Antitumour effect of AC7700 against tumours growing in various tissues. The left side in each panel shows results for the group given 0.9% NaCl (eight rats); the right side in each panel shows results for the group treated with 10 mg kg⁻¹ AC7700 (eight rats). The sum of tumours that appeared in rats in each group is shown in each panel. (A) tumours in the lung; (B) tumours in the liver; (C) tumours in the myocardium; (D) tumours in the subcutis; (E) lymph node metastases (mediastinale, coeliacum, mesentericum, lumbare); (F) changes in body weight of tumour-bearing rats during AC7700 treatment. (A–C), mean tumour area±s.d. (mm²) in the maximum sections of the left lung, the left lobe of the liver, and the myocardium of the left ventricle. (D) and (E) mean tumour weight±s.d. (g) in the subcutis and lymph node metastases. Tumour size in the lung and subcutis in the AC7700-treated group was significantly smaller than that in the 0.9% NaCl-treated group (lung tumour, P=0.0228; subcutaneous tumour, P<0.0001). The number of lymph node metastases was significantly smaller in the AC7700-treated group compared with the control group (P=0.0054). There was no significant difference in body weight between the two groups.

Figure 5

Blood flow stasis in tumour capillaries caused by 10 mg kg⁻¹ AC7700. (A) before AC7700 administration; (B) 3 min later; (C) 5 min later; (D) 20 min later. Tumour blood flow in this region completely stopped approximately 2 min after the AC7700 administration. Original magnification, ×100. Bar, 100 μm.

Figure 6

Contraction of a host arteriole and a tumour-feeding arteriole caused by 10 mg kg⁻¹ AC7700. (A) before AC7700 administration; (B) 5 min later; (C) 30 min later; (D) 3 h later. Tumour blood flow completely stopped 30 min after i.v. administration of AC7700. Note that an arteriole (white arrow) underwent marked contraction in response to AC7700, and a feeding arteriole (asterisk) into a tumour disappeared from view. Original magnification, ×20. Bar, 250 μm.

Figure 7

Inhibition of SLC tumour growth caused by AC7700 in the tumour developing in a transparent chamber. Tumour size at the start of observation was defined as 100%. During the 48 h after a single i.v. administration of 10 mg kg⁻¹ AC7700, tumour size did not change at all (solid circle) (n=4). In contrast, tumours in the control group continued to grow (open circle) (n=4). Tumour area doubling time was 41.7±11.4 h.

Figure 8

Typical finding of growth inhibition caused by AC7700 in an SLC microtumour developing in a transparent chamber. (A) before administration of 10 mg kg⁻¹ AC7700 administration; (B) 3.5 h after administration of AC7700; (C) 25 h later; (D) 48 h later; (E) histology 48 h later.
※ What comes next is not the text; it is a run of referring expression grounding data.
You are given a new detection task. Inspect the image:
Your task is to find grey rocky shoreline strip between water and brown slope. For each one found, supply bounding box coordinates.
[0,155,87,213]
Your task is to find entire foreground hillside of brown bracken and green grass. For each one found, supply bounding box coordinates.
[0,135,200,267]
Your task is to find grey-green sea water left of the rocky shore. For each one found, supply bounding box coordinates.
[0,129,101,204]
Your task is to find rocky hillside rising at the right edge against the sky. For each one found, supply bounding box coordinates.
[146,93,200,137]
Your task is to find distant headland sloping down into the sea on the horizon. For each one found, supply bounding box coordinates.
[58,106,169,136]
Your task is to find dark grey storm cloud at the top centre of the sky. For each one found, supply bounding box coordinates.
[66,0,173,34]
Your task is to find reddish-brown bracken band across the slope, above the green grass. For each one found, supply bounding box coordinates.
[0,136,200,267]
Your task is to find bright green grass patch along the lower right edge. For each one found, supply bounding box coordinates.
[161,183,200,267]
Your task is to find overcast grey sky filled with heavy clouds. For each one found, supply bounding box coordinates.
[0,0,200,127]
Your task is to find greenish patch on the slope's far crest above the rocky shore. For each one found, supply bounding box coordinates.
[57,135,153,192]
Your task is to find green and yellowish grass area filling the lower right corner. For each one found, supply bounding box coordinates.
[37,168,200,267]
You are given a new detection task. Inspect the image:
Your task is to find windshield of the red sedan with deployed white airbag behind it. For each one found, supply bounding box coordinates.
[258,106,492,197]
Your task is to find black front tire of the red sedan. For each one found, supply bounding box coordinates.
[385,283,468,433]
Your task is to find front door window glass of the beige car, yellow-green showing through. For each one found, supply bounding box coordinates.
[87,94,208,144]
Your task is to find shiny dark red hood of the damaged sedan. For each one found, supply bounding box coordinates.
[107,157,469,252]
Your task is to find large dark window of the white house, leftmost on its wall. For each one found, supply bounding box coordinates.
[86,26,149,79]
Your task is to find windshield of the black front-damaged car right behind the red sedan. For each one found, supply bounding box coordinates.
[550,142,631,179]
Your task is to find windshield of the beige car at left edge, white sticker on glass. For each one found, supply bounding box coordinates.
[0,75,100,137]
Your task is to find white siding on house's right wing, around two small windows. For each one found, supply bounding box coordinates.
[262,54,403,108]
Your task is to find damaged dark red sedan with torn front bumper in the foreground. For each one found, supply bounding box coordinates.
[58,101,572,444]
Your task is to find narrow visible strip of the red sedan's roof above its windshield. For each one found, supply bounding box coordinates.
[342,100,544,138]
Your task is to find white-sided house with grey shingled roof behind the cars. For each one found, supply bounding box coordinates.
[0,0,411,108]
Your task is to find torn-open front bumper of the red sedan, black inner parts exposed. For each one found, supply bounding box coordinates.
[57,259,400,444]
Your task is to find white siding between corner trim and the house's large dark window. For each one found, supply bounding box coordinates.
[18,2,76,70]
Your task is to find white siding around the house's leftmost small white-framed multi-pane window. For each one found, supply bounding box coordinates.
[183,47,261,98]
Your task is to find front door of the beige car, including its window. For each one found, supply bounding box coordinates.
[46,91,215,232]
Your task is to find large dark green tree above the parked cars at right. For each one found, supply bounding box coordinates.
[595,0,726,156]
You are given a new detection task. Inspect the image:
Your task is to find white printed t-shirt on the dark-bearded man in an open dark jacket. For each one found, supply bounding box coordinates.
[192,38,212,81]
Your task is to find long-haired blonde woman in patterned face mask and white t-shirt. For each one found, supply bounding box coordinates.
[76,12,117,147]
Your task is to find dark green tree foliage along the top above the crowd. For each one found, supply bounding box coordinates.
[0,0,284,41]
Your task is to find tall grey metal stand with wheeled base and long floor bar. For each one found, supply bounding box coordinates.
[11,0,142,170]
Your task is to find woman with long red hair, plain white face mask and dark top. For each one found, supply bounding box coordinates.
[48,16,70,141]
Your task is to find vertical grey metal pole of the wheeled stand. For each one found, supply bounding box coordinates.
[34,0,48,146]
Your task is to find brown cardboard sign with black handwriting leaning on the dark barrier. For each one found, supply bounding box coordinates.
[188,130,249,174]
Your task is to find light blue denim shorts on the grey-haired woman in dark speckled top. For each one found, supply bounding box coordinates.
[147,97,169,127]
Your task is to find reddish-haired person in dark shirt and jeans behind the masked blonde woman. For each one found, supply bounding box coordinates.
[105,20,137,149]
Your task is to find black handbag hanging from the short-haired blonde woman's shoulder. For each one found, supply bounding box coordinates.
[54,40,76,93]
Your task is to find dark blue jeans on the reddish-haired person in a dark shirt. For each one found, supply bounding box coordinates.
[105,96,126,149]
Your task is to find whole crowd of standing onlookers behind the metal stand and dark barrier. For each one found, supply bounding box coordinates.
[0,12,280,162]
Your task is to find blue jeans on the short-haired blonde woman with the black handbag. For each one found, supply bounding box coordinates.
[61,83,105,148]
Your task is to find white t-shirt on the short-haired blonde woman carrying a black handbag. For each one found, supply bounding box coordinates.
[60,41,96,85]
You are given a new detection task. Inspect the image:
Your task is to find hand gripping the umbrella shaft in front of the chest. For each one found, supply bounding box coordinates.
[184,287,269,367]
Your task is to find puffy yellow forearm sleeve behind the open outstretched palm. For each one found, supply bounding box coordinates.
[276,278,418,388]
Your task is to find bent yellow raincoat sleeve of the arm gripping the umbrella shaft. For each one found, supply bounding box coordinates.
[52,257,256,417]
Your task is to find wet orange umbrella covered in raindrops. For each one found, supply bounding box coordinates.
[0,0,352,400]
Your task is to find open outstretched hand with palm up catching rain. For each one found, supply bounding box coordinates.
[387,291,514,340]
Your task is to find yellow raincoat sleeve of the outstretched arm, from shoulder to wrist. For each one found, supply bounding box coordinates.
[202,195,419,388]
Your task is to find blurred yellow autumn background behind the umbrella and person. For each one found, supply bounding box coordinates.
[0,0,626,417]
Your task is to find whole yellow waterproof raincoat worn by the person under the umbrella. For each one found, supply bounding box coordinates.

Tumour blood flow completely stopped at 1 h after a single i.v. administration of AC7700. The whole region of the tumour, with a diameter of 2.5 mm, became necrotic. Tumours stopped growing completely during the 48-h observation period. Histological study (E and F, H&E stained) certified the tumour (shown on the right side) as necrotic. Original magnification: A–D, ×20; E, ×200; F, ×400. Bars: A–D, 500 μm; E, 100 μm; F, 50 μm.

Figure 9

Typical finding of growth of an SLC tumour developing in a transparent chamber in the control group. (A) 0 h; (B) 24 h later; (C) 48 h later. The tumour never stopped growing during the observation period. Original magnification, ×20. Bar, 500 μm.